Você também registra a solidão, o recomeço após um rompimento amoroso, o readequar-se a novos espaços. Ao mesmo tempo em que percebemos a dor, transparece também a alegria de seguir novos caminhos. Isso é real?
— Que bom que você percebeu isso dessa maneira, essa alegria. Eu também leio assim. Parei um pouco de falar do livro, de dar entrevistas, quando senti que Vida: Efeito-V estava se tornando uma espécie de gancho jornalístico do tipo: a história do poeta angustiado que foi fazer análise e saiu com um livro novo, quase um caso de superação. Ora, o fim (do amor, da existência, do dia) é uma dimensão da vida. A composição musical mais antiga (pelo menos entre aquelas de que se conhece a notação musical), o “Epitáfio de Seikilos”, já diz: “o tempo exige o fim”. Para mim, essas coisas, a análise, mesmo a amizade depois do amor, que é outro tipo de amor depois do amor, a escrita do livro, tudo isso era vida e não morte, era potência. Era vitalidade até como forma de resistir à pandemia, que no fim das contas era o nosso triste contexto mundial no momento. Vejo esse livro como saúde, tem muito amor ali, e como já disse o Guimarães Rosa, qualquer amor já é um pouquinho de saúde.
Na orelha do livro, Flora Süssekind chama atenção para a potência que o efeito V, conceito usado por Brecht e a obra Vida, modo de usar, de George Perec, tiveram nesse trabalho. Como se deu isso?

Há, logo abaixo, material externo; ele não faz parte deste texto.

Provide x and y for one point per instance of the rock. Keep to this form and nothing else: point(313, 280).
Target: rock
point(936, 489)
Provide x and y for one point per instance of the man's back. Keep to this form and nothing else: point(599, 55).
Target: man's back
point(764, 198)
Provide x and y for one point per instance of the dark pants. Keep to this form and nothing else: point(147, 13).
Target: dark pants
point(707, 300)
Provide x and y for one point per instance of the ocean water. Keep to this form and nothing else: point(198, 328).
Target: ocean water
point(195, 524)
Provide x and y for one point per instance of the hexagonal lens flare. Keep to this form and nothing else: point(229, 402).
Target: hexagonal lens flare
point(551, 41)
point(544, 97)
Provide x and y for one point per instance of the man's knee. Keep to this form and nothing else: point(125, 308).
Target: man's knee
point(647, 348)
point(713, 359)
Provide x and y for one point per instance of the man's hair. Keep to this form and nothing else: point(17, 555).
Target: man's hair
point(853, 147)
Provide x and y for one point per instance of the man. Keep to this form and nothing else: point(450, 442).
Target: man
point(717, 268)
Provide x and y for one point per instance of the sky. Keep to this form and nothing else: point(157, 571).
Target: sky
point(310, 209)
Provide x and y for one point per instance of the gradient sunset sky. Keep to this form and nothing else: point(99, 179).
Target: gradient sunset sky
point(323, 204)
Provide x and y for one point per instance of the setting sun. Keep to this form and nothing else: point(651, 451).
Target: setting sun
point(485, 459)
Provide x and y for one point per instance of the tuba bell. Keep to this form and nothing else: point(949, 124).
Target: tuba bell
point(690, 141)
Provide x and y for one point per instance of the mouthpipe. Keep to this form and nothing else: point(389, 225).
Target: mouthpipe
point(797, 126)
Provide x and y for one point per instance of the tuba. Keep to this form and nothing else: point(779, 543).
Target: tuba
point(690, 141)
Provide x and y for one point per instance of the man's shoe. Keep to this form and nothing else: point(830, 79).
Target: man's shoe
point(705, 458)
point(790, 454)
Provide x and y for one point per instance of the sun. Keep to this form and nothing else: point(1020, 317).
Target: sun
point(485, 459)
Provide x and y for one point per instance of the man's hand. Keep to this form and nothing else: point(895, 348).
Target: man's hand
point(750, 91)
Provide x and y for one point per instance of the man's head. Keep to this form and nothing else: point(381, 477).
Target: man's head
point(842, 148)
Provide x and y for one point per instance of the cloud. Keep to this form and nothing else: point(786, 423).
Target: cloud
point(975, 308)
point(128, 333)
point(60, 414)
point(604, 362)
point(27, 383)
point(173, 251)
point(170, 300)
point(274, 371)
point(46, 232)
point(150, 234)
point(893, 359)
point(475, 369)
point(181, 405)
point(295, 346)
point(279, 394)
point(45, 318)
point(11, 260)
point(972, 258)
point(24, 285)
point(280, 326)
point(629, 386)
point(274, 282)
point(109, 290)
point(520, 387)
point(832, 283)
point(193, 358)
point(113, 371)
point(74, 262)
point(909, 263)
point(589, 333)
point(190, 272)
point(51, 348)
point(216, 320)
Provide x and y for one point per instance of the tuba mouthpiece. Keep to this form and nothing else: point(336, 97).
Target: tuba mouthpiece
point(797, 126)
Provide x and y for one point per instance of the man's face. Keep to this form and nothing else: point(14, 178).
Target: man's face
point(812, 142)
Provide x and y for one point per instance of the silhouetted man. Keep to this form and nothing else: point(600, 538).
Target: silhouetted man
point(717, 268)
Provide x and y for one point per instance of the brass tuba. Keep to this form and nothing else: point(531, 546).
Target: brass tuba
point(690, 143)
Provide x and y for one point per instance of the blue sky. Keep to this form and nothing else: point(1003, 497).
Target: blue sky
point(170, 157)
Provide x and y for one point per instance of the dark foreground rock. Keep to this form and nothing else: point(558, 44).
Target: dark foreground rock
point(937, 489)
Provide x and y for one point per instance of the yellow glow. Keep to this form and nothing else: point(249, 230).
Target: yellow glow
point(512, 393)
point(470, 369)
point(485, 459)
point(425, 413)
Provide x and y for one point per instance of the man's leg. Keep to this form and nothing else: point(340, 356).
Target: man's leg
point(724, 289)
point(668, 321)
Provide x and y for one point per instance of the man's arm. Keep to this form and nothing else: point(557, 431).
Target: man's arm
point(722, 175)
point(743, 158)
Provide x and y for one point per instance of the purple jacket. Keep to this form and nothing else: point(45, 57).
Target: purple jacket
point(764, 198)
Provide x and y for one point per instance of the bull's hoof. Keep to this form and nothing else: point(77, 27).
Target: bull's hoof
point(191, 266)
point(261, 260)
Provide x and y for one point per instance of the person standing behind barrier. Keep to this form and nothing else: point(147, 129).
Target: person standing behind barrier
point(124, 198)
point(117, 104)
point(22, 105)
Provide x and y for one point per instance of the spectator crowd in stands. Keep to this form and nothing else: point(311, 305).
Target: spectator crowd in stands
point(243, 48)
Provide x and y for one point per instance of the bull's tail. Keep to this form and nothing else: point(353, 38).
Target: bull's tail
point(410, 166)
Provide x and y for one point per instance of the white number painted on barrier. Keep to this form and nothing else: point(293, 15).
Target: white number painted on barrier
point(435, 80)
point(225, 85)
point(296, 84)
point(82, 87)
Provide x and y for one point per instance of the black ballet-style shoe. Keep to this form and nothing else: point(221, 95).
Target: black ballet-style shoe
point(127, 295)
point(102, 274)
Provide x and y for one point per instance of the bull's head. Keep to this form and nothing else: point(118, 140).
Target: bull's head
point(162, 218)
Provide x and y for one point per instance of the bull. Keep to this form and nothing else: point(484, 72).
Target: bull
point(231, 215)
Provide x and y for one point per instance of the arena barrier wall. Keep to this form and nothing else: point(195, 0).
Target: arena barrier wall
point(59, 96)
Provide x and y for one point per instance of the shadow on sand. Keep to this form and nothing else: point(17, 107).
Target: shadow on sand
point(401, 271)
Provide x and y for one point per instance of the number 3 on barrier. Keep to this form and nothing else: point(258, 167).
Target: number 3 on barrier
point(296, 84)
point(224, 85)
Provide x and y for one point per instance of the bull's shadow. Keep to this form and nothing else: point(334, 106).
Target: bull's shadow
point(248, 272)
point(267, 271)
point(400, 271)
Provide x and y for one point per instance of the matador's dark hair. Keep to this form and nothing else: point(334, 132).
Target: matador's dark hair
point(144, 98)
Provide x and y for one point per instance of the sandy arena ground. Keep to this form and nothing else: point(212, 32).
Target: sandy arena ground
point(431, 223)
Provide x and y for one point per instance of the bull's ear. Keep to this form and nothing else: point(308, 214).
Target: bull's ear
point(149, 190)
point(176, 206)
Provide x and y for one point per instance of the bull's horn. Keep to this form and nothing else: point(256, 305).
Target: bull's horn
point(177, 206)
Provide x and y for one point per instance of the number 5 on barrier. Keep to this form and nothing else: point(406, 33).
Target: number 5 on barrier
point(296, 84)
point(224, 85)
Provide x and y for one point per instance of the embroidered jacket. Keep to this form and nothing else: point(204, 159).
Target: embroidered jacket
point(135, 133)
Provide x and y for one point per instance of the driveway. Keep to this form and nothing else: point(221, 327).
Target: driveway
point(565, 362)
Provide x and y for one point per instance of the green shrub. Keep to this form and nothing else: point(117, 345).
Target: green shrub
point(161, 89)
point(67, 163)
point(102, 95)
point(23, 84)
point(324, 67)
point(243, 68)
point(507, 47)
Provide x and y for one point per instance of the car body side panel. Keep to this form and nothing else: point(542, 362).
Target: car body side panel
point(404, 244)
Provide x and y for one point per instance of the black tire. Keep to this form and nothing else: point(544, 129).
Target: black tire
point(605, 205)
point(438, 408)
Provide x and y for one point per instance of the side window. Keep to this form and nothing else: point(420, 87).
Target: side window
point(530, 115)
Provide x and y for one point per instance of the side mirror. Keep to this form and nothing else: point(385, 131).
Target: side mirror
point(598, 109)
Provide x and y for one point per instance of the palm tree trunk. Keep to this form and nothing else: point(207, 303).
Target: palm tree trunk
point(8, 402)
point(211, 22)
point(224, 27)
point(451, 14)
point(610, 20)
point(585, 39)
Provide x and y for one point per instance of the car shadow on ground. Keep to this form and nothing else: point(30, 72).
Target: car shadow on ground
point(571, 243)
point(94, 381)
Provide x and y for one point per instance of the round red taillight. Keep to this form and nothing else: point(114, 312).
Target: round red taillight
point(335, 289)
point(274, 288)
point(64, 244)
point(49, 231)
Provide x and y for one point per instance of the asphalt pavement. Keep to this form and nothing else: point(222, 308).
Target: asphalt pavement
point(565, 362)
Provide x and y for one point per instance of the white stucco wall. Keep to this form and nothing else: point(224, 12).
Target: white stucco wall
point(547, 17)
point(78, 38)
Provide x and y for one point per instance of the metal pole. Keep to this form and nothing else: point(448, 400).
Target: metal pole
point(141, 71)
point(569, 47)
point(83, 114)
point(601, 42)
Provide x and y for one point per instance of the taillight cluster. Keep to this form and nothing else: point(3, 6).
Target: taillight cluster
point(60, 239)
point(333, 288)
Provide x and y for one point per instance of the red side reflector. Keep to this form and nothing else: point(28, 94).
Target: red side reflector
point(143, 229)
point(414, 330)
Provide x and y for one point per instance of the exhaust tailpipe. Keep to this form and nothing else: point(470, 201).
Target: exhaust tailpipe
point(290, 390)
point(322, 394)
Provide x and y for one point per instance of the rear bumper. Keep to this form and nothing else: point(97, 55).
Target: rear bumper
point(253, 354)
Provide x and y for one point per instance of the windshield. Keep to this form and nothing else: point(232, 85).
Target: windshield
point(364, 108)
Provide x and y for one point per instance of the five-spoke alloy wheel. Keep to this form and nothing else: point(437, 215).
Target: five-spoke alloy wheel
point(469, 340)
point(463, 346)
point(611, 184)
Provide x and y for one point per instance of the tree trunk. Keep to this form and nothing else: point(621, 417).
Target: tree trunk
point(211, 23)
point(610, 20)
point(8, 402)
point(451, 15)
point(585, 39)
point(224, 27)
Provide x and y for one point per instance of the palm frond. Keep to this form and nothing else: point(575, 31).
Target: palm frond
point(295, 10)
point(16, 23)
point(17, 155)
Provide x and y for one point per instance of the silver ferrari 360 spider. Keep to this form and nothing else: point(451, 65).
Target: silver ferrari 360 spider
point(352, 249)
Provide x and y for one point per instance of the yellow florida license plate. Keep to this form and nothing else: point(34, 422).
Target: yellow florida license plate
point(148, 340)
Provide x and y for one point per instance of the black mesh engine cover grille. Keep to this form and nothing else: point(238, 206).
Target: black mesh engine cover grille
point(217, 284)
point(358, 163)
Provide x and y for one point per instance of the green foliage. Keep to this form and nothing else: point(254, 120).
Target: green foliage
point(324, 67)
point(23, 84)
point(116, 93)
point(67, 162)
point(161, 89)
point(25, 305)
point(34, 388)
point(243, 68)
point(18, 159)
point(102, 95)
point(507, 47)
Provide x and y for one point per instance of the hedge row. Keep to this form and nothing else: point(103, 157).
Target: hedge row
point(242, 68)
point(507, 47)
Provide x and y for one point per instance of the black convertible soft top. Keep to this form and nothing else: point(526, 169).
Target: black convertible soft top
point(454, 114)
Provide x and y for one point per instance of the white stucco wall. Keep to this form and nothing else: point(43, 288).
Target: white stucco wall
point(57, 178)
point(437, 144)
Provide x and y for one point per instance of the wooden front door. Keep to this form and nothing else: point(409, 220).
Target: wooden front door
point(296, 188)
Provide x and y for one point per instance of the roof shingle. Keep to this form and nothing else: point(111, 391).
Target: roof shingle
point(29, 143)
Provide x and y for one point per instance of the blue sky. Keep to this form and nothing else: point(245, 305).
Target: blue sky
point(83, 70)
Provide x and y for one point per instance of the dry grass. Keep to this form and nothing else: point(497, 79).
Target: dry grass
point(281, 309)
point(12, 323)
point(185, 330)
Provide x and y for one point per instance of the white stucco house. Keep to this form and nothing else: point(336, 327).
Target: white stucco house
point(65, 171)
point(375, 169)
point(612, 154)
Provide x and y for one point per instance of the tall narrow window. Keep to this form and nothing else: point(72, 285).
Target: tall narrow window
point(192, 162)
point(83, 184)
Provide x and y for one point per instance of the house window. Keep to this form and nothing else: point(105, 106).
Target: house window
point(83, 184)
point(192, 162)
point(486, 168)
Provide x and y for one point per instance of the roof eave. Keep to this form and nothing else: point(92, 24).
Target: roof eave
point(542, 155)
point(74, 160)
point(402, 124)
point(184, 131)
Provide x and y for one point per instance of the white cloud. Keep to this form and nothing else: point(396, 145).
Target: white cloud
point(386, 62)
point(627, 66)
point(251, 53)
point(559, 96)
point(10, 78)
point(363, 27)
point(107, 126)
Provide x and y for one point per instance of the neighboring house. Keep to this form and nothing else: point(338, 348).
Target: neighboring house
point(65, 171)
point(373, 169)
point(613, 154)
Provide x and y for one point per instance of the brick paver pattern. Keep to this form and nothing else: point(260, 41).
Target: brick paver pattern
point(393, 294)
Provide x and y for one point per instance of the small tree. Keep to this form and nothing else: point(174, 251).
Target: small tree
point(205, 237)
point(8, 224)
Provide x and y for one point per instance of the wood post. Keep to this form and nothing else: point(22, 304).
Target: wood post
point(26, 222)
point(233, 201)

— São dois autores geniais. O Perec eu conhecia muito bem da época em que estudava literatura francesa na faculdade e era apaixonado pelas invenções do grupo OULIPO. O Brecht eu conhecia menos um pouco, mas dei a sorte de ficar muito próximo da poeta Maria Eduarda Castro justamente quando ela estava fazendo seu doutorado em filosofia sobre Brecht e Walter Benjamin. Conviver cotidianamente com seu estudo foi um aprendizado gigantesco pra mim. Praticamente, posso dizer que ela me apresentou o marxismo. Mesmo sabendo que toda explicação é uma ilusão, eu diria que o Brecht (aliás, um grande leitor do I Ching) me mostrava que nada é estável, que tudo é mudança, revolução. E Perec me mostrava quão versátil a linguagem podia e deveria ser para dar conta de algo que é fluxo, ritmo, mutação.